In 2008, Hill-Jones founded and served as president of the Dallas-based non-profit DFW Pride Movement. The organizations serves as the official host of Dallas Black Pride, with the mission of promoting social awareness, unity, self-empowerment, mentorship, and positive visibility throughout the Dallas and Fort Worth lesbian, gay, bisexual, transgender, and affirming community of color through education, health promotion, advocacy, and coalition building.
Hill-Jones’s extensive background has led him to serve as an expert consultant for a number of agencies and government entities throughout the United States, including the White House.
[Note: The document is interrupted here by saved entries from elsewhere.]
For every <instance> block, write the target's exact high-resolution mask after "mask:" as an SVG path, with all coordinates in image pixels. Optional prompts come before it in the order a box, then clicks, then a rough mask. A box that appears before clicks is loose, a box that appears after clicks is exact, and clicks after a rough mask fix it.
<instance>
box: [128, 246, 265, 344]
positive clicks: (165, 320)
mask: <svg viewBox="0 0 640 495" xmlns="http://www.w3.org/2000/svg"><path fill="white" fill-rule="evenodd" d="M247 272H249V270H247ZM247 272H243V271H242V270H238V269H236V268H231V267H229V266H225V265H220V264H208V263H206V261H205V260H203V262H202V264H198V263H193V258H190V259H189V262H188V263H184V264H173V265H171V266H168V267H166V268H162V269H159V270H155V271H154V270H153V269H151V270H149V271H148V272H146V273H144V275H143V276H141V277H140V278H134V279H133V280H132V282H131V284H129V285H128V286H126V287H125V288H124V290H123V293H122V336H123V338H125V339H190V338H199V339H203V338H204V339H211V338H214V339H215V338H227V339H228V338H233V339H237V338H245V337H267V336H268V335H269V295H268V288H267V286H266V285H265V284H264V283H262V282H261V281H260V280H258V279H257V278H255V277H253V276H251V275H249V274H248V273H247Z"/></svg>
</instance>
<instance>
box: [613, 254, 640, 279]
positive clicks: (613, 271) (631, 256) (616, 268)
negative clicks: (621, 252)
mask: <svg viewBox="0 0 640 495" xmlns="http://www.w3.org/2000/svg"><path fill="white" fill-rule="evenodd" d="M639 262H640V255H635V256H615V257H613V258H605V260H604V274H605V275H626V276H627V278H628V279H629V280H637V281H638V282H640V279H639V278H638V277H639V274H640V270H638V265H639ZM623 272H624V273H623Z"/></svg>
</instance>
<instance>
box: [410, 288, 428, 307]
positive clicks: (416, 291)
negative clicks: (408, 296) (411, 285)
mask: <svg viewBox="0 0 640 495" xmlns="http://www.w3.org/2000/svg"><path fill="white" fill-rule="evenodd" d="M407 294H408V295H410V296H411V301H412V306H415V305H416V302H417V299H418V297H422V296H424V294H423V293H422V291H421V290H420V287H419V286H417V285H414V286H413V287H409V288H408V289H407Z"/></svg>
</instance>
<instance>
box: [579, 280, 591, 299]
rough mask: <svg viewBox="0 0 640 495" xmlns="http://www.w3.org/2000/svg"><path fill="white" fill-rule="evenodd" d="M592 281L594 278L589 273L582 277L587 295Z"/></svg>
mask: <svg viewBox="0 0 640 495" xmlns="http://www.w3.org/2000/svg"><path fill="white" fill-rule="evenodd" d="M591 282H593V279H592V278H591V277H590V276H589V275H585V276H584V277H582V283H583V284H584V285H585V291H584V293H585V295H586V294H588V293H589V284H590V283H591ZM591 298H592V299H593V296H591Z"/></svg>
He has been featured in several publications and media outlets including “JET,” and BET. In 2013, Hill-Jones was recognized as one of the LOUD 100 LGBT People of Color, and a recipient of the National Association of People with AIDS (NAPWA) Positive Leadership Award, and National AIDS Education and Services for Minorities (NAESM) Harold Dean Philpot Leadership Award for Excellence in Support for HIV/AIDS and Community Service. During the XIX International AIDS conference in 2011, Hill-Jones was recognized by the White House by President Barack Obama for his work on the frontlines of addressing the HIV/AIDS epidemic.
Hill-Jones has been living with HIV since 2007, after finding out his status during his enlistment in the United States Army. The diagnosis fueled his passion to help raise awareness of the HIV/AIDS epidemic, and advocate for the lives of people in his community. He continues his work to advocate for the rights of those at the intersection of being Black and LGBTQ. Since the beginning, Hill-Jones has been a tireless advocate on the front lines of addressing the devastating impact of the HIV/AIDS epidemic in the United States.
Venton C. Hill-Jones is currently married to his loving husband, Todd Hill-Jones, and enjoys cooking, politics, traveling, gadgets, and museums. He loves anything connected to music, and can often be found somewhere in nature or in DC singing karaoke with friends.
We thank Venton C. Hill-Jones for his commitment to civil rights, equality, and social justice, and for his unwavering support of our community.